La Corée du Sud a franchi une étape décisive dans la réglementation du secteur des cryptomonnaies. La Cour suprême du pays a officiellement reconnu la légalité de la saisie de bitcoins sur les portefeuilles des plateformes d'échange lors d'enquêtes criminelles. Cette décision met fin à des années de débat sur le statut juridique des actifs numériques et renforce les pouvoirs des forces de l'ordre.
De la confiscation à la saisie-arrêt : quelle différence ?
Jusqu'à récemment, le système judiciaire coréen était confronté à un dilemme procédural. Si les tribunaux pouvaient auparavant confisquer des cryptomonnaies pour le compte de l'État à l'issue d'un procès, le mécanisme de « saisie-arrêt » (la saisie d'actifs pendant l'enquête) soulevait lui-même des questions.

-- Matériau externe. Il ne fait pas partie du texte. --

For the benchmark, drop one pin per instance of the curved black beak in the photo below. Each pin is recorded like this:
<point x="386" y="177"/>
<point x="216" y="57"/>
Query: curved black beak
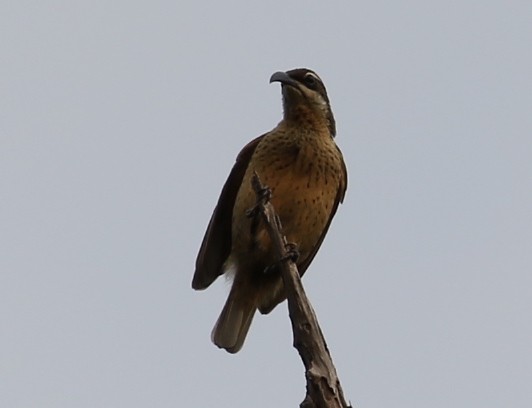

Auparavant, les avocats de la défense exploitaient souvent cette faille juridique, arguant que le bitcoin n'est qu'un code numérique et ne peut être saisi comme preuve matérielle. Cet argument est désormais officiellement invalidé.
L'affaire du « Citoyen A » : Comment un précédent a été établi
Cette décision historique fait suite à l'affaire d'un utilisateur connu sous le pseudonyme « A », accusé de blanchiment d'argent. En janvier 2020, la police a saisi 55,6 BTC (d'une valeur d'environ 600 millions de wons à l'époque) stockés sur son compte d'échange.
Les avocats de la défense ont déposé une plainte, arguant que :
1. La cryptomonnaie n'est pas un objet physique.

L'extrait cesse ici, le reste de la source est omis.